In an attempt to compromise with UCSC, the Foundation asked UCSC to produce general descriptions of the documents it was withholding, so that the Foundation could determine if it was even interested in what UCSC was trying to keep secret. UCSC refused, and the Foundation was forced to sue under California’s Public Records Act.

During the lawsuit, the Foundation presented evidence that certain data had been collected for, but omitted from, the 2006 paper. In fact, during the lawsuit the Foundation specifically requested that the UCSC researchers explain why the data had been omitted from the 2006 paper. An attorney speaking for the researchers flatly refused to respond. Finally, in January of 2012, UCSC’s attorney finally confirmed that, as the Foundation has asserted for months, UCSC researchers had omitted certain data from the 2006 paper, even though that particular data was collected specifically for use in the work.

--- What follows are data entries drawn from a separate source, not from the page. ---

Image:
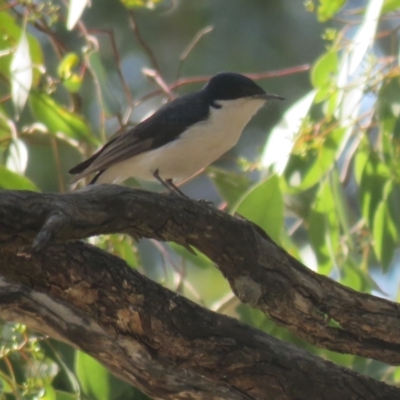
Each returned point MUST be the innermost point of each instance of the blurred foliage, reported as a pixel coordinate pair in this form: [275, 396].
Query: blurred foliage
[326, 186]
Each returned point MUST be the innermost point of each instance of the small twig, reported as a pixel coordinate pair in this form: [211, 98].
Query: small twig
[155, 76]
[191, 46]
[205, 78]
[117, 59]
[134, 26]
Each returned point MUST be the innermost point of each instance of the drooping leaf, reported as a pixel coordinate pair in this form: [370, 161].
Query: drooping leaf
[328, 8]
[71, 80]
[390, 6]
[140, 3]
[10, 36]
[230, 185]
[281, 139]
[384, 229]
[323, 75]
[110, 104]
[12, 181]
[306, 169]
[324, 68]
[60, 395]
[75, 11]
[263, 205]
[21, 74]
[373, 180]
[17, 156]
[58, 119]
[324, 228]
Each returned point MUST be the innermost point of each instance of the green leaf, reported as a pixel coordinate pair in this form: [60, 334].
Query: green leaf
[140, 3]
[75, 11]
[373, 180]
[384, 230]
[230, 185]
[71, 80]
[324, 69]
[306, 169]
[390, 5]
[49, 393]
[263, 205]
[93, 377]
[324, 228]
[281, 139]
[323, 75]
[12, 181]
[328, 8]
[361, 159]
[66, 396]
[109, 103]
[21, 74]
[10, 36]
[59, 121]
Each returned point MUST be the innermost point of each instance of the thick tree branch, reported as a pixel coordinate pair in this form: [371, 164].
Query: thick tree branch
[260, 273]
[159, 341]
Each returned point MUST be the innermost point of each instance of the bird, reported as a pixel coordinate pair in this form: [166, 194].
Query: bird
[180, 138]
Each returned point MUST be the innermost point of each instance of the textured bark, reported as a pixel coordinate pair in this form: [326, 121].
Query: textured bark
[163, 343]
[159, 341]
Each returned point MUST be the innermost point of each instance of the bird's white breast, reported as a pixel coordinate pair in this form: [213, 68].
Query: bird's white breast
[196, 148]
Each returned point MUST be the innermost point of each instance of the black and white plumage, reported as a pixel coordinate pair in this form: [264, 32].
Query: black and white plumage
[182, 137]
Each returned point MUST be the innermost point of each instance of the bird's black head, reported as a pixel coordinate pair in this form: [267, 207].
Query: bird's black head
[231, 86]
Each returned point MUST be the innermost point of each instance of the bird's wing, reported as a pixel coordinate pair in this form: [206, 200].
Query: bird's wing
[164, 126]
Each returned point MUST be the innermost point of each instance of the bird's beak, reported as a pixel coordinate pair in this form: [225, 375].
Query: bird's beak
[268, 96]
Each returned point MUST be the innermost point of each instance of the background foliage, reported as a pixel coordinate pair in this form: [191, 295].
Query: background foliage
[325, 182]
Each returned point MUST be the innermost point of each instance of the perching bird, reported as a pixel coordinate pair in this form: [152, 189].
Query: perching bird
[182, 137]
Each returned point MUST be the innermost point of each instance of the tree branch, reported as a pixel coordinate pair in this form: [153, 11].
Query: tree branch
[260, 273]
[157, 340]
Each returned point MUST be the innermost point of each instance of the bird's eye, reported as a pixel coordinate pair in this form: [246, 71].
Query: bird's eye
[216, 105]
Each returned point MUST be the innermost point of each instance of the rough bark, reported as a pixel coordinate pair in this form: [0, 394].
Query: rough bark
[159, 341]
[163, 343]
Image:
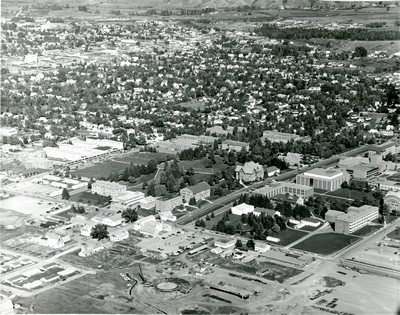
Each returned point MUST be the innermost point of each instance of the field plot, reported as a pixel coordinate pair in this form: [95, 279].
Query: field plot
[326, 244]
[289, 236]
[102, 169]
[26, 205]
[88, 198]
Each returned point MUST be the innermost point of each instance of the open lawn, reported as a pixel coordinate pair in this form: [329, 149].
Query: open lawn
[88, 198]
[395, 235]
[367, 230]
[289, 236]
[141, 158]
[350, 194]
[102, 169]
[326, 244]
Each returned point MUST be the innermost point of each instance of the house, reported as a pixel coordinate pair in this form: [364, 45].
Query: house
[142, 221]
[260, 247]
[86, 229]
[148, 203]
[272, 171]
[167, 216]
[234, 145]
[117, 236]
[268, 212]
[168, 204]
[113, 220]
[199, 192]
[225, 243]
[249, 172]
[243, 208]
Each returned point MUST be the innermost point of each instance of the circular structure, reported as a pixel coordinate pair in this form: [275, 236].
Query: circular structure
[167, 286]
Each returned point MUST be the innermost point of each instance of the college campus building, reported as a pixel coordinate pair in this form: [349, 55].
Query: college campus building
[234, 145]
[320, 178]
[199, 192]
[354, 219]
[164, 204]
[105, 188]
[275, 136]
[282, 188]
[392, 200]
[249, 172]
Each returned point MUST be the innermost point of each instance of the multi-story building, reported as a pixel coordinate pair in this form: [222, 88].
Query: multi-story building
[281, 188]
[199, 191]
[249, 172]
[392, 200]
[105, 188]
[168, 204]
[320, 178]
[234, 145]
[355, 219]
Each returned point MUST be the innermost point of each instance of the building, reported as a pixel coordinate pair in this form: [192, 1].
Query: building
[392, 200]
[325, 179]
[275, 136]
[249, 172]
[199, 191]
[260, 247]
[293, 159]
[129, 198]
[165, 204]
[225, 243]
[148, 203]
[243, 208]
[268, 212]
[105, 188]
[113, 220]
[6, 305]
[282, 188]
[383, 149]
[272, 171]
[234, 145]
[355, 219]
[167, 216]
[117, 236]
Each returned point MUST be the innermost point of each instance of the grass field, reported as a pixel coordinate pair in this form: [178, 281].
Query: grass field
[88, 198]
[102, 169]
[326, 244]
[289, 236]
[367, 230]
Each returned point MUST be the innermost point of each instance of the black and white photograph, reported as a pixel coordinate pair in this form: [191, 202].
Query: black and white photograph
[200, 157]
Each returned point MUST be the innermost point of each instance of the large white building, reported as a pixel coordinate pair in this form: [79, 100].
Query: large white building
[320, 178]
[243, 208]
[105, 188]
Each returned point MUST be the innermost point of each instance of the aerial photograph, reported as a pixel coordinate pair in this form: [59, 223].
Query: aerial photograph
[200, 157]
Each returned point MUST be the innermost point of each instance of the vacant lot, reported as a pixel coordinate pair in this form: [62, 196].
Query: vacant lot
[88, 198]
[102, 169]
[289, 236]
[326, 244]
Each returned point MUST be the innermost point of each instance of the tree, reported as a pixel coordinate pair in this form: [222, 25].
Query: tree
[250, 244]
[99, 231]
[65, 194]
[130, 215]
[360, 51]
[200, 223]
[151, 189]
[238, 244]
[192, 201]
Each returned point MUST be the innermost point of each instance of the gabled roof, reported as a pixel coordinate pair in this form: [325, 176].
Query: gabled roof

Although finally admitting that data had been omitted, UCSC’s attorney specifically refused to reveal why the omission occurred. Furthermore, that attorney threatened that if the Foundation went public with one particular theory that would explain why the data was omitted from the thesis/2006 paper, it could get the Foundation “into trouble[.]”

The Foundation is unsure why stating a theory would get it into trouble, especially as UCSC has expressly refused to explain the true reason why data was withheld from a pair of scientific publications. Regardless, until UCSC is willing to admit the truth as to why its scientific researchers withheld data, the public will be left to wonder why the omission occurred.